Pour your milk into a pot. Stir in the honey until it dissolves. Heat your milk for three hours on a low heat, stirring frequently and skimming off any skin that forms on the surface, until it has reduced to about 50% volume, or two cups. Pour your milk into a container to cool, and use it in any recipe that calls for sweetened, condensed milk. This will keep in your fridge for a week, maybe longer.

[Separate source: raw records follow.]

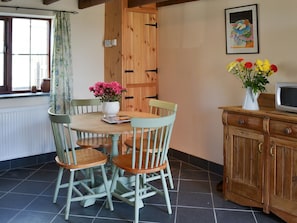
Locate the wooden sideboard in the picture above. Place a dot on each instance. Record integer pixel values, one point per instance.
(260, 159)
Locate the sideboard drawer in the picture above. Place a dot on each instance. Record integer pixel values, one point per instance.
(283, 128)
(245, 121)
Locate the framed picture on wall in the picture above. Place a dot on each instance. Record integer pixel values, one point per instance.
(242, 29)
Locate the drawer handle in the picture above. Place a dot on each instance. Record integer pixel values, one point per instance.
(240, 121)
(288, 131)
(271, 151)
(260, 148)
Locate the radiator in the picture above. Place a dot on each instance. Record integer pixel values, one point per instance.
(25, 131)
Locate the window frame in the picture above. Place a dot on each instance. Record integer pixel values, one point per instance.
(7, 88)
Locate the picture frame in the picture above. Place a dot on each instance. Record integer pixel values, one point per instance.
(241, 25)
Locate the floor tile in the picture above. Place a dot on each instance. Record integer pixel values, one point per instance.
(16, 201)
(32, 217)
(235, 216)
(195, 199)
(26, 195)
(194, 186)
(197, 215)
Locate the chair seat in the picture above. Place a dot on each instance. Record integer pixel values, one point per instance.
(95, 142)
(86, 158)
(129, 143)
(125, 162)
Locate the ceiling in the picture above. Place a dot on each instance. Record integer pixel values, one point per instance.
(131, 3)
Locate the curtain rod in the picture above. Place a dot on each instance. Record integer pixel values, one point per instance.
(49, 10)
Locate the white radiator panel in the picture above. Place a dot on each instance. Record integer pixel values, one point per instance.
(25, 131)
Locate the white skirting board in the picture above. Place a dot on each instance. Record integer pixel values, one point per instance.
(25, 131)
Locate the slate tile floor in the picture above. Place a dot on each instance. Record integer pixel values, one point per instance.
(26, 197)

You can cook the milk in a pot by itself, or you can rig up your own double boiler by finding a small pot which will rest easily inside a larger pan. Place the small pot inside the larger pot or pan, and fill the large pan with water to about halfway up the side of the small pot. Remove the small pot and bring the water to a boil. When it’s boiling, reduce it to a simmer I tried both methods and the first scorched my milk because I didn’t watch it closely enough, and gave the milk a pretty caramel color.
The second method kept the milk pure white, even when I forgot to check it exactly on time.
I know not everyone has three hours to sit at home and babysit a pot of milk, and I suspect it would be possible to condense your milk in a slow cooker set to low for six or eight hours. You could start a batch before bed and wake up to a pot of condensed milk to add to your morning tea or coffee! The crock pot might also be useful to make a large batch ahead of time for those heavy holiday baking sessions.
Compared to my limited experience using canned condensed and evaporated milks, this recipe produces a much more pleasant and subtle sweet flavor. It may not have an extra-long shelf life, but I think it’s worth the trade for freshness and absence of toxic chemicals.